Southwest Harbor, Me. (Special to Informed Comment) – Liberal Democrats and conservative Republicans share a problematic assumption: Once the Covid—19 pandemic is reduced to the harm level of the seasonal flu the economy can return to normal levels of at least moderate growth. Liberal Democrats would be more generous in providing the relief needed to minimize suffering and get the Keynesian multiplier effect going. Republicans worry—or say they worry– more about the debt levels and sing praises of austerity. If, however, this is a different sort of recession, can we be sure that either, both of which have checkered histories anyway, will deliver even a modicum of comfort? Should we not consider a set of tools responsive to the particular damages inflicted by the virus?
There is general agreement that recovery from the Great Recession depended on consumers’ willingness to spend. But consumer spending was increasingly directed not to goods (consumer durables like refrigerators or microwave ovens for instance) but to services. From a domestic macroeconomic view this was desirable as supply chains for manufactured goods are now global whereas services are almost always domestic. Even though the jobs generally pay poorly and seldom provide benefits they are jobs.
In an interview last Spring, AOC highlighted the conditions in which the US was entering the Pandemic crisis: “And so what we’re seeing right now is the fragility of an economy that is built on tax cuts and subsidies instead of actual prosperity and increase in prosperity for working people. You know, this is what happens when wages don’t go up for 30 years in real terms when you account for inflation.”
If the consumer/worker enjoyed only very weak fundamentals that would leave most unable to handle an unexpected $400 expense , what would circumstances be like if consumer spending could no longer perform its sainted accomplishments? University of Texas at Austin economist James K Galbraith provides a disturbing perspective on this.
The U.S. economy after the crisis saw a vast growth in jobs in bars, restaurants, coffeehouses, hotels, resorts, spas and casinos, gyms, ride-…— the entire panoply of services with which a wealthy society tends to pamper itself. In effect, the U.S. economy became a gigantic carnival of doing each other’s washing and scratching each other’s backs.
Job growth is severely constrained in such a carnival:
….. “jobs will not return until the customers, collectively, are willing to buy the services that they, themselves, collectively provide. But they will not be willing until they have the jobs, which depend on the prior presence of customers. This is a classic catch-22..

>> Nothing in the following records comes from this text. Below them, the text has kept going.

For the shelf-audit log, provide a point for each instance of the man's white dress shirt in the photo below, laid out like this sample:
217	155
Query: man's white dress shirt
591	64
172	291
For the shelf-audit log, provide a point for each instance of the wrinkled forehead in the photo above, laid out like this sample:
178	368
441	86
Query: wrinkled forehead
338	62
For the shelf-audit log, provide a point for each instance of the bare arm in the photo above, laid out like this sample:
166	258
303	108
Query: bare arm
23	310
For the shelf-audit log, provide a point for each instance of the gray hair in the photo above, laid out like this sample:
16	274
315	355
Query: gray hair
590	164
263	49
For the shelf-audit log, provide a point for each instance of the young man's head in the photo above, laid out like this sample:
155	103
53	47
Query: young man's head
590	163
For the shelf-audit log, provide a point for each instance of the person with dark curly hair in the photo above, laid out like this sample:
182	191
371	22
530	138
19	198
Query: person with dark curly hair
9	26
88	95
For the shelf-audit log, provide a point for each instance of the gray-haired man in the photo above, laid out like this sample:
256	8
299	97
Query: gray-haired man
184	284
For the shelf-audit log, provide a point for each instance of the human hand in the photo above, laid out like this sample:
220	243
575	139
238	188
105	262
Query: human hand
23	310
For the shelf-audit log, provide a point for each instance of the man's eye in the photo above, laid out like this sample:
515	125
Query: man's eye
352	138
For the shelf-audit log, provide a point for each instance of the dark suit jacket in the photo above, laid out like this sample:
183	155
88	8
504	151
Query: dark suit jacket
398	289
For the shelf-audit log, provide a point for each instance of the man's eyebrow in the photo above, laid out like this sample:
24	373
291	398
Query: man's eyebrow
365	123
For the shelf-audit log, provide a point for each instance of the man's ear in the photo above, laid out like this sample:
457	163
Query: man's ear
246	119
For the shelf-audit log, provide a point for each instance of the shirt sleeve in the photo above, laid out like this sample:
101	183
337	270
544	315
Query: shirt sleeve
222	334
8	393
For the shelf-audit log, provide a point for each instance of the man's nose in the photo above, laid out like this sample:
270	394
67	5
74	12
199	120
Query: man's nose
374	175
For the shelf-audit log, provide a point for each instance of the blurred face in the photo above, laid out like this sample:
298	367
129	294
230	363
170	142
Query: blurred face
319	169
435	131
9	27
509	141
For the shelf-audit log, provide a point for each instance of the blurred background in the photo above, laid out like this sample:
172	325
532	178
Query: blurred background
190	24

TA major reason consumer spending for servies won’t automatically bounce bask is that:
They are generally not essential. They are add-ons that grew up with our wealth, and most Americans can, by and large, do without them… If they have to, people who live in houses can cook, clean, and entertain themselves at home. In recent years, the economy grew by persuading them to leave home… The economy can and will retreat along the same lines, as families with incomes decide to spend less and save more, while those without incomes cut back on everything because they have to. It will retreat along those lines at least until the uncertainties of the pandemic start to recede. But the uncertainties can’t recede, so long as people who provide all those services do not first experience a sustained improvement in their prospect for jobs — and there, once again, is the catch.
Neither trickle down within the market economy (conservatives’expectation) nor multiplier effect on government spending will generate sufficient jobs to give workers/consumers the renewed confidence to spend as they once did. Although consumer spending on services drove the US economy, policy should not neglect a healthy manufacturing sector on which we all depend. Galbraith advocates mobilization of this sector around a new set of goals, including sustainable energy, a new transportation system, climate damage mitigation and public health. These items would improve US competitiveness and are generally labor intensive. Galbraith argues:.” The Green New Deal is now doubly necessary, not only to transform the energy basis of the economy, but also to ensure that there is an economy to be transformed.
Having an economy requires that citizens and producers have assured access to the technologies and resources on which they depend. Wherever possible global supply chains must be relocalized.
These steps would have a more positive effect on the labor market than simply showering it with money as much of the initial grants must be spent for the necessary resources and technologies on which individual projects depend. Nonetheless pools of unemployment are quite likely to remain and thus constitute a drag on consumer confidence. To address this limitation Galbraith advocates a job guarantee, the right of every person to a living wage job. Though this proposal is controversial both among mainstream economists and within the Left, he and the supportive work to which he links make a strong case on its behalf. I will return to the dispute within the Left in a subsequent column
There may be a shortage of jobs at any given time. Indeed, US capitalism has never been able to provide a job for every willing worker. There is, however, no shortage of work that needs to be done or shortage of workers who want to do it. Most human beings desire to be supportive, contributing members of their society. Indeed the psychological costs of unemployment are as destructive as the economic. The current Pandemic/Climate/social and racial justice recession differs from its predecessors and merits consideration of ts multiple causes and destructive consequences.